Immaginate un mondo di cerchi, ci sono tutti cerchi e solo cerchi a perdita d’ occhio, una volta scelto un cerchio, cosa ve lo farebbe riconoscere?
E’ semplice, per sceglierlo dovete metterlo in un cerchio!
E’ l’Arca della Testimonianza!
L’Algoritmo di Dio è basato sulla PRIMA DIVISIONE, cioè 12 : 2 = 6

Il cerchio dentro il Triangolo Equilatero è quello che permette di registrare nella memoria del sistema, cioè l’ Ente Acqua, attraverso la funzione Registrazione, cioè l’ Ente Spirito, grazie all’Ente Vita, l’atto di pensiero fatto dall Ente Intelligenza.
Come vedete è “un cerchio dentro un cerchio”.
Si deve considerare che l’Intelligenza abbia fatto un errore?
No, assolutamente.
Anzi, con il “diluvio” completa la perfezione della propria stessa “creazione”.
Il “diluvio” è la funzione “apri percorso file”, è l’ Intelligenza, l’unica che c’è, Essa sa che E’ LA PRIMA DIVISIONE L’ETA’ DELL’ORO!
E’ grazie al “primo cielo” che può avvenire l’atto di pensiero, dopo averlo scelto, cioè estratto da tutti i pensieri, esso viene registrato nella cronologia.
Il processore è un luogo di passaggio, non una chiavetta.
Cosa è Noè?
Insomma una “cartella di file” e l’operazione è Dio (cioè non il Signore Dio) a farla.
Nel capitolo 6 di Genesi è il Signore che si pente di aver fatto i giganti, cioè una sola divisione del raggio 12.
Cosa è “gigante”?
Un carattere?
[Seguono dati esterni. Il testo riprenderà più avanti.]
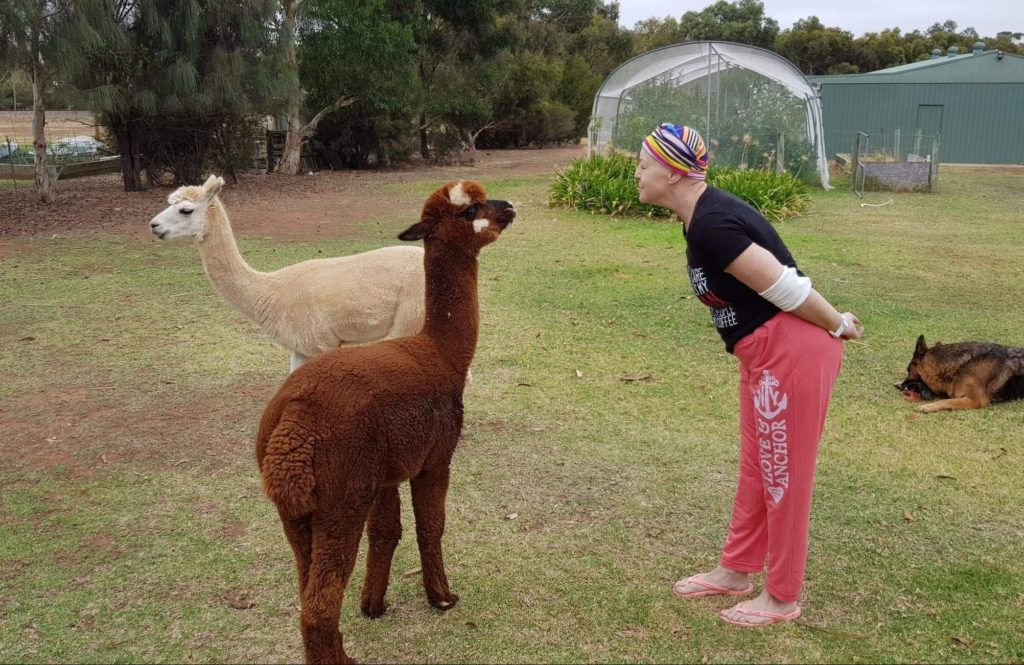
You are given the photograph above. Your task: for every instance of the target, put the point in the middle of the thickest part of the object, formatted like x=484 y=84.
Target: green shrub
x=606 y=185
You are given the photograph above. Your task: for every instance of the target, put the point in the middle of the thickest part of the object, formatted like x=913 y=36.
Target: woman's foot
x=762 y=611
x=720 y=581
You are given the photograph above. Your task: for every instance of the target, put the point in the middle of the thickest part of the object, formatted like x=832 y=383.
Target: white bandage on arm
x=790 y=290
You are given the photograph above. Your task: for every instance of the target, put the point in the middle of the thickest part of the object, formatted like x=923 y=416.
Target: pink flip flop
x=709 y=588
x=772 y=617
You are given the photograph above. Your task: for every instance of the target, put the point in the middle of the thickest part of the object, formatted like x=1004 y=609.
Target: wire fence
x=894 y=161
x=74 y=147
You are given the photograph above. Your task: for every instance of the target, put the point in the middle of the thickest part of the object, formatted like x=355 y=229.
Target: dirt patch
x=327 y=204
x=59 y=124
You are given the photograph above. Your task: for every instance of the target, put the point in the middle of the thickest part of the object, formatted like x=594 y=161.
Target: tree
x=27 y=28
x=741 y=22
x=448 y=33
x=816 y=49
x=201 y=69
x=654 y=33
x=335 y=38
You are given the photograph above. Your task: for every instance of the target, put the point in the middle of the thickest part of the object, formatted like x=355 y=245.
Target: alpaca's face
x=461 y=214
x=185 y=216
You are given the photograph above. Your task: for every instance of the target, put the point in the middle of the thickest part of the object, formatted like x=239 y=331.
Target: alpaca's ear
x=416 y=232
x=212 y=185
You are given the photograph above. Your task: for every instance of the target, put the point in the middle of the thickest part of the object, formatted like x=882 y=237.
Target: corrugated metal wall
x=980 y=122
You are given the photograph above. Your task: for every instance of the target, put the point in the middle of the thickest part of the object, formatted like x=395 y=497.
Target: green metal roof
x=987 y=67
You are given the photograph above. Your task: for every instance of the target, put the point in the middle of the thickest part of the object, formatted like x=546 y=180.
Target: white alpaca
x=308 y=307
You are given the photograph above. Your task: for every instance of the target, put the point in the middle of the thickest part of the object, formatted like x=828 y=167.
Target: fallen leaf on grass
x=241 y=601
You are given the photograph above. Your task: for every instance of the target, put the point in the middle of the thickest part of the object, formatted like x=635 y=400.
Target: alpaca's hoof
x=445 y=603
x=373 y=610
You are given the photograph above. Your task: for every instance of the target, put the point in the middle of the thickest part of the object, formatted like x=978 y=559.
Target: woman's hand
x=851 y=328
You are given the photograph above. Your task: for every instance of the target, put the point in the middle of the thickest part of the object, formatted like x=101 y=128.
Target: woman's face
x=652 y=179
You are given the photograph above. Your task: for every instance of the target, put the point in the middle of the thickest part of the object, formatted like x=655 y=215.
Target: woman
x=787 y=340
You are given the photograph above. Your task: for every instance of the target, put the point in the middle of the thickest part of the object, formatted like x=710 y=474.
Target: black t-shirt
x=722 y=227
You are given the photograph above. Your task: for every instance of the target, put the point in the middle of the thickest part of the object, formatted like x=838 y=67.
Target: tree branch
x=340 y=102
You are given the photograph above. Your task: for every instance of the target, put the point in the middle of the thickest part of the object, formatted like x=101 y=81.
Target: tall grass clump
x=604 y=184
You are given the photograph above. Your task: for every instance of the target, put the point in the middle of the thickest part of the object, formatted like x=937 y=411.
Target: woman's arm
x=758 y=268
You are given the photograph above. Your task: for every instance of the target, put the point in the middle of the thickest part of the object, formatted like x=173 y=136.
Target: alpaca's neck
x=232 y=278
x=453 y=310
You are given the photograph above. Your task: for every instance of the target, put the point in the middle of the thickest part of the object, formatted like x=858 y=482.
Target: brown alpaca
x=349 y=425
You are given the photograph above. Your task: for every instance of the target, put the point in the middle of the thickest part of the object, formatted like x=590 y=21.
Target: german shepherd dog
x=967 y=375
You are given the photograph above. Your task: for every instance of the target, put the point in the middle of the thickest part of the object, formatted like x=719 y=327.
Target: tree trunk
x=291 y=159
x=424 y=149
x=39 y=136
x=131 y=159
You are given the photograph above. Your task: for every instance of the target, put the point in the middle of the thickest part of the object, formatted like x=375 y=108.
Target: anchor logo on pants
x=772 y=435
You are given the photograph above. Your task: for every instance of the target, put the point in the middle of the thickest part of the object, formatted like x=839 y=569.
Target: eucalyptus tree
x=173 y=81
x=27 y=28
x=359 y=54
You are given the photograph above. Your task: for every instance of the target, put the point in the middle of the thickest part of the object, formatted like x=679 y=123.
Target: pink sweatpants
x=787 y=368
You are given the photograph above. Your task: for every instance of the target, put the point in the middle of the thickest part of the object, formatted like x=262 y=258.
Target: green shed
x=973 y=102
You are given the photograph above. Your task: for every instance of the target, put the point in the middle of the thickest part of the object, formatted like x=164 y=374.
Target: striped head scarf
x=679 y=149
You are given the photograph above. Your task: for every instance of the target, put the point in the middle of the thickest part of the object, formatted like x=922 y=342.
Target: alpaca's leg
x=429 y=491
x=299 y=533
x=336 y=544
x=297 y=361
x=384 y=532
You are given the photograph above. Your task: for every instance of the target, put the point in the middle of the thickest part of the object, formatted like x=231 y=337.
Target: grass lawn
x=133 y=529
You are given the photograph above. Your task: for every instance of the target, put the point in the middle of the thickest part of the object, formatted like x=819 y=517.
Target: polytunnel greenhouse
x=755 y=109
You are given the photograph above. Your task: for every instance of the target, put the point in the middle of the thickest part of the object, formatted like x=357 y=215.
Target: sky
x=859 y=16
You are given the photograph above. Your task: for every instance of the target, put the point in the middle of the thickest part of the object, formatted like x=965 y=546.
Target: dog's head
x=913 y=387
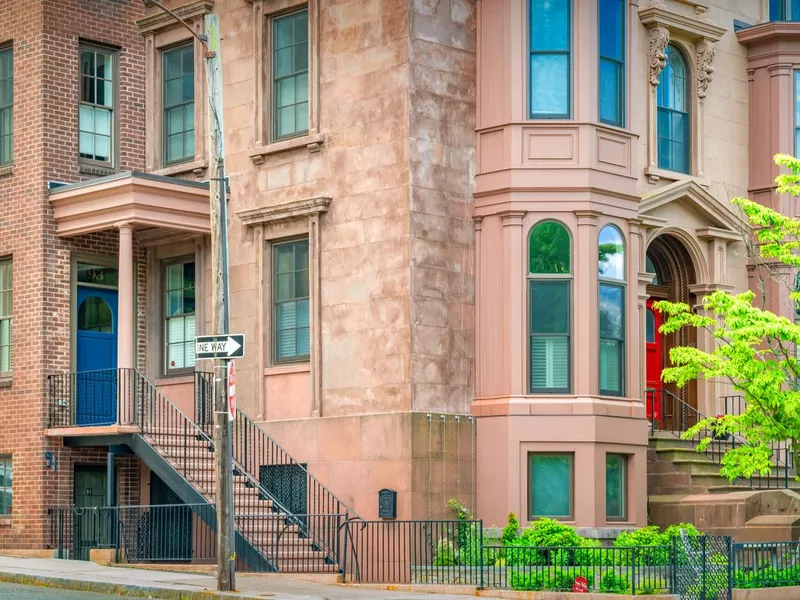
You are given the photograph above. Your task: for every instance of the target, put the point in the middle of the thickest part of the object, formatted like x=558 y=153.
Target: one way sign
x=219 y=346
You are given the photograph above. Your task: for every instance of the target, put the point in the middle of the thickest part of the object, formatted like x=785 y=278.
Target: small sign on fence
x=581 y=585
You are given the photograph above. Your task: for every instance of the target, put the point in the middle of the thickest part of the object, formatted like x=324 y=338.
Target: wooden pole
x=223 y=460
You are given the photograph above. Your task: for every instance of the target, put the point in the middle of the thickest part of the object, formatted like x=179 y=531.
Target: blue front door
x=96 y=357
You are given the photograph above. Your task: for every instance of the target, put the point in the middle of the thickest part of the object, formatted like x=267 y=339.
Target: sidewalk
x=87 y=576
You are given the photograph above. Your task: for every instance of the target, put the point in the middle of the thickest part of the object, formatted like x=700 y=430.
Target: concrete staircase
x=270 y=531
x=685 y=486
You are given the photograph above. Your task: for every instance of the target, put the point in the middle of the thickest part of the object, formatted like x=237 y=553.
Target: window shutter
x=549 y=362
x=610 y=366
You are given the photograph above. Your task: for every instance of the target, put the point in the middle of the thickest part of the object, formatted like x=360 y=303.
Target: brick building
x=445 y=232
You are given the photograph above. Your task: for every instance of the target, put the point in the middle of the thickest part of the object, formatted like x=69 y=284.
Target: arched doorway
x=670 y=262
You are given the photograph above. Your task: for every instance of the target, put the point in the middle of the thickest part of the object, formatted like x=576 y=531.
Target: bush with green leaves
x=550 y=579
x=614 y=583
x=445 y=554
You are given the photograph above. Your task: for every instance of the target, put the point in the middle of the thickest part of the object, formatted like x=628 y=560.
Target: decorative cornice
x=706 y=51
x=659 y=38
x=162 y=20
x=715 y=233
x=769 y=32
x=286 y=211
x=690 y=27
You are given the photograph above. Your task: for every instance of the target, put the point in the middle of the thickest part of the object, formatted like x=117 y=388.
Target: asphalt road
x=11 y=591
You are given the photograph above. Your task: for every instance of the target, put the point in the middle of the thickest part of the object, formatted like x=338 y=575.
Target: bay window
x=549 y=306
x=611 y=299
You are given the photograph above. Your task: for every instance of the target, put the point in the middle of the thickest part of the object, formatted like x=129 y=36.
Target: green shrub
x=649 y=549
x=548 y=579
x=549 y=533
x=510 y=530
x=445 y=555
x=613 y=583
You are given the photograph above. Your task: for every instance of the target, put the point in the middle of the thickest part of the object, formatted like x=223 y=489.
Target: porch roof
x=140 y=199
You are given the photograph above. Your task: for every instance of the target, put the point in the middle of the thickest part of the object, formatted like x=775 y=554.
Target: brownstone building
x=398 y=170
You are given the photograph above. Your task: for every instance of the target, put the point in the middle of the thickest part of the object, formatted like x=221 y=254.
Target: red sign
x=580 y=585
x=231 y=390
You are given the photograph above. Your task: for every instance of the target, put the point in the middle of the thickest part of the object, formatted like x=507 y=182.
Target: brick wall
x=45 y=36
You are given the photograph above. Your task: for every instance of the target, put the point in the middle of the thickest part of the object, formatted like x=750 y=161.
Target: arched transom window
x=673 y=113
x=549 y=306
x=611 y=298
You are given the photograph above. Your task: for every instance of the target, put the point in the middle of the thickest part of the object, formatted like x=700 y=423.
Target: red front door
x=655 y=361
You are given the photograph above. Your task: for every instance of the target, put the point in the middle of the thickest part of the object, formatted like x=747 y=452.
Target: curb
x=121 y=589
Un format di registrazione?
Questo articolo viene scritto con un carattere “arial”, con dimensione 10, ma avrei potuto scriverlo anche con un carattere New Times Roman con dimensione 80…
Gn 6;8:8 Ma Noè trovò grazia agli occhi del Signore.
I figli di Noè hanno un dimezzamento del “carattere”?
Infatti è cosi, nessuno dei “figli di Noè”, cioè nessuno dei nuovi “cerchio dentro un cerchio” ha le stesse dimensioni del 12 : 2 = 6, questi nuovi “cerchio che contiene il cerchio al cui interno c’è il pensiero di Sem, cam, Yafet” sono più piccoli.
E quanto più piccoli?
Quel che basta per avere un Arca di testimonianza che riguardasse la “chiavetta Usb” della forma animata.